Martin in particular had a lot of experience at launch companies, having worked primarily on test stands for SpaceX, Virgin Galactic, Firefly Space, and now Astra. The two were discussing the challenges of the launch industry and musing about how any company ever made money launching rockets.
Martin: The challenge is to get there before you run out of money.
Martin: Because it doesn't take long. I mean, you raise a little money, you can run through it quick. All the money that is being dumped into this is absurd. There's some charlatans in this business for sure. And what's it all for? I don't see the need for all of it. It doesn't make sense. These VCs made their money in software or whatever. And you know, they just love space. I think a lot of it is it's just cool for them to invest their money in this.
Even with us, the whole goal is for us to launch daily. I'm either going to be dead in the ground before that happens or I'll be walking down the street with money falling out of my pockets and won't care that they're launching daily.
Spoiler alert: Astra is not launching daily. In fact, after five failures in seven orbital launch attempts of its Rocket 3 vehicle, the company binned that design. Martin and Flanagan have both been gone from Astra for nearly three years. In hindsight, the exchange offers a succinct and largely accurate summary of the US commercial launch industry's wild ride during the last decade or so. Billions have been invested. We have heard wildly optimistic predictions for launch cadences--such as Astra's preposterous goal of launching daily. Behind it all has been a crap-ton of hard work, sacrifice, and effort, with relatively little to show for it.
Such is the story told in Ashlee Vance's fantastic new book, which will be published on May 9. Vance is the author of an insightful biography of Elon Musk that was published in 2015. Since then, the Silicon Valley journalist has traveled around the world, embedded with other would-be space entrepreneurs. In this book, he profiled four companies: Planet, Rocket Lab, Astra, and Firefly. And when I say "profiled," I mean he spent weeks--and in some cases months--living and visiting with the founders and their employees, with unparalleled access to their operations. He's got the goods.
Tales of rocket startups
I can highly recommend this book to anyone with an interest in space, especially if you want to know how space startups work behind the public promises and marketing. The book provides real insight into these companies and the people who toil in them.
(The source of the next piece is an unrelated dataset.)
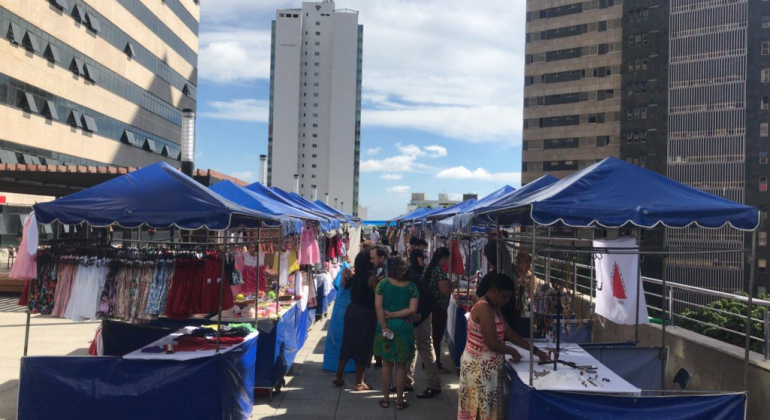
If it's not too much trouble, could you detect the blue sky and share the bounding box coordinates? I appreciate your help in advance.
[196,0,525,219]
The book is loosely framed around a basic idea: About 15 years ago, Musk and SpaceX proved that a private company could develop its own liquid-fueled rocket, setting off a wave of new investment in the industry. Venture capitalists were chasing the next Musk and SpaceX as the company's valuation soared above $100 billion. Satellite company Planet, along with launch startups Rocket Lab, Astra, and Firefly, are some of these companies seeking to woo investors. Vance adds another layer by telling the story of Pete Worden, a maverick scientist and long-time leader of NASA's Ames Research Center in California, who is a godfather of sorts for some of these companies.
Planet has a wonderful and impressive backstory, but the beating heart of this book lies in the tales of the three rocket startups where Vance spent most of this time reporting and gathering material. There are good stories, bad stories, and hilarious stories here, with a lot of meat on the bone.